For a moment a hush fell inside the noisy restaurant. I was afraid to move. My ring finger stung and so did my hip. The manager rushed to my side.
“Your floor must be wet,” I said, and then looked. It was totally dry. As I pulled my feet underneath me, I slipped again and hit my head on the table in front of me. My cheeks heated up. I looked at the floors. Tile. Slippery tile. The manager rushed toward me, helped me up, and made sure I made it to my table. I grew up ice skating, but not in ski boots.
“I must have missed your sign about not wearing ski boots inside,” I said to him. It’s not uncommon to see warnings in ski towns.
“No, we don’t have one,” he said. “I’ve been meaning to post one on the door.”
Yeah, that’s probably a good idea.
Once safely at the table, I looked at my ring finger. It had turned black!
“Oh, no! There’s no way, I’m going to Urgent Care again. If it’s broken I’ll make a splint and tough it out.”
My son, Kelly thought it had dislocated on impact. I figured with my back luck of threes, I had probably broken a bone.
After excellent service (ahem) and a great meal, we drove to the gondola parking lot. My daughter, Courtney, found a purple crayon to use as a splint. It had probably been in the seat pocket since they were in middle school. I taped it up and skied without a problem.
A few hours later, I completely tightened up. I iced my finger and stretched out what seemed to be a pulled groin muscle. Sliding like Bambi in ski boots on a tile floor will do that.
The next morning I steeled myself as I stepped out of bed. Everything was fine! My finger looked bad but didn’t hurt. Kelly was right. I had only dislocated it.
The third accident was the charm.
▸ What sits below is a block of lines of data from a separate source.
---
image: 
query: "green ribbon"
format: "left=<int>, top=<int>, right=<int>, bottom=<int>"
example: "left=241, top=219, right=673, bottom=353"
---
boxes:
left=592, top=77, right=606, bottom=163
The bad luck of threes had ended. Yay! And just in time for Christmas preparations and card-making.
Avoiding another trip to Urgent Care, I clipped my stitches and pulled them out two days later. I vowed to be more careful with rustic bread and never to wear ski boots in restaurants. My eyes? Safety goggles, of course.
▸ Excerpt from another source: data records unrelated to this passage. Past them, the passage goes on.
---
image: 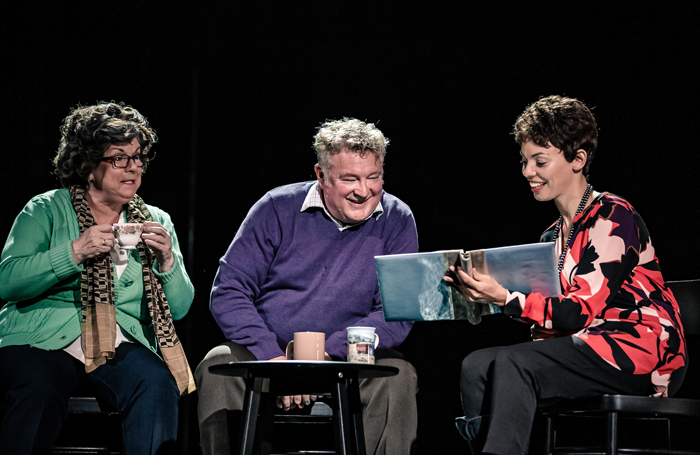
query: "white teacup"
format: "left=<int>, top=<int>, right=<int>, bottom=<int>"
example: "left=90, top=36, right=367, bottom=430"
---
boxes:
left=112, top=223, right=143, bottom=250
left=348, top=327, right=379, bottom=364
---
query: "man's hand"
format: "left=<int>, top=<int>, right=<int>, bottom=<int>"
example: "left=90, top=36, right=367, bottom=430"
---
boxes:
left=270, top=352, right=331, bottom=411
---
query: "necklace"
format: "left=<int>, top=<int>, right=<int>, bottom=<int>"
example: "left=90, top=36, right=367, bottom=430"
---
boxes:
left=554, top=184, right=593, bottom=273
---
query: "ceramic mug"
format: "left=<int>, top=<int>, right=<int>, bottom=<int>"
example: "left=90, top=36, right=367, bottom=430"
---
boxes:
left=348, top=327, right=379, bottom=364
left=287, top=332, right=326, bottom=361
left=112, top=223, right=143, bottom=250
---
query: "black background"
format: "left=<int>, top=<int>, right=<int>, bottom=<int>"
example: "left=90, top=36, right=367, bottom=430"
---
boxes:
left=0, top=0, right=700, bottom=454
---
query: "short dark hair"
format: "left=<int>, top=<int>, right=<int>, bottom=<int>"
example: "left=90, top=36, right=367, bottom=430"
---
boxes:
left=513, top=95, right=598, bottom=176
left=53, top=101, right=158, bottom=188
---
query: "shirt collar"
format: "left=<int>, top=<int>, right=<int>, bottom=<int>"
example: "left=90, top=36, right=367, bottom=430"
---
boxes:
left=300, top=181, right=384, bottom=231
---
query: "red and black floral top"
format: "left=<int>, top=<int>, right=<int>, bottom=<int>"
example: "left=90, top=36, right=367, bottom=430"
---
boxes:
left=503, top=193, right=687, bottom=396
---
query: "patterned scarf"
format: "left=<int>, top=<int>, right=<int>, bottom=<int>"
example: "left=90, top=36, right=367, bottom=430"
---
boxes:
left=69, top=185, right=195, bottom=395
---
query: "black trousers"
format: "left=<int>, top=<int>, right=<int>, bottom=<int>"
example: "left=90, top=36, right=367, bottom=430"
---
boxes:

#4. How could there be a #4??? I should wear a helmet, like, all the time.
A few days later, I watched a squirrel slip through a broken tile on our roof and disappear. After a call to critter control and a brief inspection of our attic by an expert, I was told that something had scattered fiberglass across the narrow floor. Oh, no! He suggested sweeping it off to make sure.
Later that day, I swept the puffs of yellow insulation back where they belonged. As I crept toward an eave, I struggled with the broom.
I stepped forward and speared my head with a roofing nail! It really stung. I barely bled, so I forgot about it… for a while.
Then I tried to remember the last tetanus shot I’d had. Was it in the last decade? I called around for my medical records and soon realized I was waaaay overdue.
I looked at the time. 5:00 on yet another Friday night! Would I make yet another trip to the Urgent Care? Oh, God! Why four? Why not threes????
Afraid another visit with the same staff would result in a trip to the psych ward for evaluation, I Googled Urgent Cares. I found another one close by.
In and out in a half an hour. Yes!
It’s been several weeks and I’m holding steady at trouble coming in fours.
Why the number three?
Since pairs come up in nature, like two hands, two eyes, two feet, threes are considered abnormal or troublesome – Yahoo answers.
ABC’s summary of the number threes makes a lot of sense: People naturally seek patterns.
Until that third Friday, I hadn’t thought about threes. I mean, come on! The irony of the timing was hard to dismiss.
Running into the nail tossed the whole law of threes into oblivion. I have smacked my head so often, I have an indent on my forehead! I never saw that nail coming.
Do you believe that bad things come in threes? Are you superstitious? When was the last time you allyooped in a restaurant?